Если о мечте какой-нибудь уместно говорить всерьез и вслух, то я мечтаю, чтобы на моих поминках было так же.
Кое-что о десятой музе
Порой мне жаль, что напечатали наконец поэзию Баркова. Двести с лишним лет он был загадкой и туманностью, мифом и легендой, смутной тайной и поэтому — мечтой. Сбылась мечта, легенда сразу потускнела, миф лишается своего обаяния. Имя Баркова с давних пор витало вне и над литературой, осеняемое духом неприкаянной и забубённой вольности, а нынче низвели его, втолкнули в общий ряд и перечень, всучили в руки общего достояния. Зачем он нам такой? Он был величественней и нужнее в качестве бесплотного (бестекстового) мифа.
Очень мало в человеческой истории имен, оторвавшихся от текста и витающих свободно в райских кущах нашего сознания. А то даже гуляющих там настолько по-хозяйски, что мы физически ощущаем тень их, когда что-нибудь говорим, сочиняем, думаем. Это, безусловно, хитроумный и распахнуто свободный раб Эзоп (не читал я никогда и не буду читать его басни, ибо их уже сто раз украли потомки и перешили краденое по моде своих эпох). Это, конечно, рыночный гуляка и неутомимый спорщик Сократ, образ и символ подлинного философа (он сам на записи вообще плевал, а то, что записал Платон, — не в счет, поскольку протекло через Платона). Это, разумеется, чудаковатый Диоген с его фонарем и бочкой (текст вообще уже не нужен). Смело и уверенно (ибо убежденно) я назову здесь и бродячего раввина, некоего Иисуса Христа, потому что все, что говорил он, записали другие, но остались образ и легенда.

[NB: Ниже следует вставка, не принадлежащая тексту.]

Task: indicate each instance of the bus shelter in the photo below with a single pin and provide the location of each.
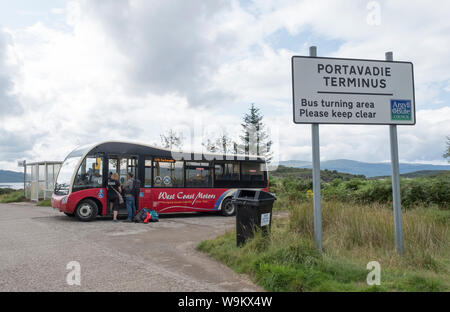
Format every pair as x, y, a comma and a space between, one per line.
39, 179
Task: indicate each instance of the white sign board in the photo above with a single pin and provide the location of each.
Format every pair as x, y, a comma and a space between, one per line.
352, 91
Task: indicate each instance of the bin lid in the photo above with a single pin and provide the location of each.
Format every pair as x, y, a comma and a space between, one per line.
253, 195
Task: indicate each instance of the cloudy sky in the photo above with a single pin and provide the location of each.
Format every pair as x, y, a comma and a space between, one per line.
76, 72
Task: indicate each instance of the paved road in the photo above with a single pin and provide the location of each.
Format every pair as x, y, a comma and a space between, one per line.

А в России так покинуло свои письменные следы и воспарило в миф имя Баркова. И спасибо, что его так долго не печатали: с текстом на ногах имя не вынеслось бы в столь высокое пространство.
Да, конечно, это гнусная несправедливость, что его не печатали. Да, конечно, поразительна преемственность ханжества, длившегося два с лишним века. Но несправедливость, совершаемая так долго, обретает странным образом право и необходимость, становясь естественной частью нашего духовного существования. Да еще несправедливость, столь убедительно попранная глухой невянущей славой, обаянием мифа и вознесением в высокий символ. Ну отыскали бы и напечатали подлинные тексты перечисленных выше лиц — что изменилось бы в их нетленном облике? К лучшему не изменилось бы ничего, уверяю вас, ровно ничего. Ну раскопал дотошливый Шлиман маленькое скучное поселение по имени Троя — сей городок завоеватели и штурмовали небось минут сорок, путаясь в пыли и грязи узких улиц, — что же изменилось в том сверкающем, величественном и бессмертном мифе, который поведал нам слепой Гомер?
К лучшему не изменилось ничего. Вот потому и жаль немного, что мелкотравчатые просветители вкупе с поспешливыми книготорговцами облекли текстовой плотью лучшую из российских легенд.